Sotheby's. Fine Chinese Ceramics & Works of Art, New York , 17 september 2013
A rare silver and gilt-decorated bronze cylindrical tripod vessel and a cover (zun), early Western Han dynasty, 2nd - 1st centur
Lot 29. A rare silver and gilt-decorated bronze cylindrical tripod vessel and a cover (zun), early Western Han dynasty, 2nd - 1st century. Height 8 1/4 in., 21 cm. Lot sold 40,000 USD (Estimate 10,000 — 15,000 USD). Photo Sotheby's
the body raised on three crouching bear-form feet and cast with raised bands at the rims and mid-body, the sides set with opposing taotie masks and loose ring handles, the later domed cover with two raised bands and fixed with three long-tailed birds encircling a raised ring surrounding a peacock finial, the body incised and decorated in silver on a partially gilded ground with sawtooth and scalloped bands around the middle and foliate scrolls in the other registers imitating lacquer prototypes, wood stand, Japanese wood box (4).
Provenance: Japanese Collection, formed prior to World War II.
Note: This zun belongs to a rare and important group (previously known as lien) of Han dynasty bronzes decorated in silver and gold. A very similar zun of identical size, from the collection of the Staatlichen Museen in Berlin is illustrated in Sueji Umehara, Selected Relics of Ancient Chinese Bronzes From Collections in Europe and America, Part I, Vol. III, Osaka, 1933, no.231. Another vessel of this type, but with different cover and feet from the Freer Gallery is illustrated, ibid. no. 232; and another also with birds on the cover, but a different finial is illustrated in The Collection of Old Bronzes of Baron Sumitomo, Kyoto, 1934, no. 167, pl.
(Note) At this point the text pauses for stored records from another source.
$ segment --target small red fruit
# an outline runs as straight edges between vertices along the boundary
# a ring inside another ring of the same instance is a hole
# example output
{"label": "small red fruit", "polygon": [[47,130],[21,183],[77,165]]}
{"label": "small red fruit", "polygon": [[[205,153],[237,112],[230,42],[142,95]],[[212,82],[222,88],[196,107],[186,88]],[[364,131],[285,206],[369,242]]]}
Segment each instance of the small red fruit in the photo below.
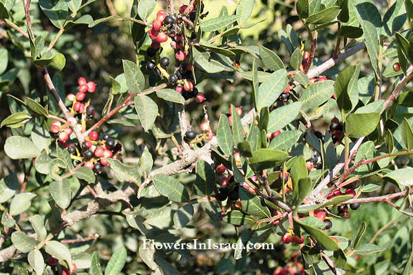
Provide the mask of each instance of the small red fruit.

XLII. A smaller version, with similar decoration, but with glass inlay, from the Arlene and Harold Schnitzer Collection and exhibited in the Portland Art Museum, is illustrated in Donald Jenkins, Mysterious Spirits, Strange Beasts, Earthly Delights, Portland, 2005, p. 9, where it is referred to as a wine warmer. The author also notes that the vessel has the classic characteristics of vessels made for the aristocracy. A bronze zun without gold and silver decoration from the Arthur M. Sackler Collections was sold at Christie's New York, 18th March 2009, lot 219.